09.03.2010   |   Verpackungsbranche

Kontamination durch Druckfarben

Von Clemens von Frentz

Kartonverpackungen für Lebensmittel enthalten nach Angaben des Bundesinstituts für Risikobewertung (BfR) oft "hohe Mineralölanteile". Den BfR-Analysen im Auftrag des Verbraucherschutzministeriums liegt eine Studie des Kantonalen Labors Zürich zugrunde.

Pizzakarton

Pizzaschachteln und ähnliche Produkte sind besonders anfällig für Kontaminationen

(dmnet) Die Schweizer Toxikologen wiesen nach Angaben des Nachrichtenmagazins "Focus" nach, dass Ölspuren aus der Druckfarbe von Recycling-Papier "binnen weniger Wochen" in Lebensmittel übergehen können, die mit Produkten aus Altpapier verpackt sind. "Diese Stoffe gehören nicht in die Nahrung", so BfR-Präsident Andreas Hensel.

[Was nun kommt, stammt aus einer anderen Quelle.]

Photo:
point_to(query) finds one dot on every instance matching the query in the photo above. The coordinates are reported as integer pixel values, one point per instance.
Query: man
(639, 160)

Im Protokoll des BfR-Papier-Ausschusses vom 19. Oktober 2009 heißt es dazu: "Untersuchungsergebnisse des Kantonalen Labors Zürich zeigen, dass Kartonverpackungen für Lebensmittel hohe Mineralölanteile enthalten, die auf das Recycling von Zeitungspapier und die darin enthaltenen Druckfarben zurückgeführt werden konnten. Dabei handelt es sich um kürzerkettige Mineralölfraktionen mit einem relativ hohen Aromatenanteil."

Im Altpapieraufarbeitungsprozess wird laut BfR nur ein kleiner Teil des Mineralöls entfernt. Mineralöl ist ein Gemisch aus sehr vielen unterschiedlich aufgebauten Kohlenwasserstoffen (paraffinische, naphthenische und aromatische Kohlenwasserstoffe mit unterschiedlichen Alkylresten). Dies macht die toxikologische Bewertung des Problems nach Angaben der Fachleute "ausgesprochen schwierig, so dass das BfR (auch aus Mangel an Daten) derzeitig keine abschließende Bewertung vorlegen kann".

Neue Grenzwerte sind jedoch nicht in Sicht. Während der Züricher Laborleiter Rolf Etter Deutschland auffordert, bei der EU auf "Regulierungen" zu drängen, sieht Hensel vorerst "weiteren Erkenntnisbedarf".

Um die Mineralöl-Belastung für die Verbraucher zu senken, ist laut BfR unter anderem folgende Strategie möglich: Die Druckindustrie könnte "die Zusammensetzung der von ihnen verwendeten Druckfarben dahingehend umstellen, dass diese nur noch als unbedenklich bewertete Öle enthalten". Eine solche Maßnahme wäre aus Sicht der Experten "in jedem Fall wünschenswert, da der Verbraucher dem Mineralöl nicht allein über Lebensmittel ausgesetzt ist, sondern häufig auch mit einer bedruckten Zeitung im Hautkontakt steht ..."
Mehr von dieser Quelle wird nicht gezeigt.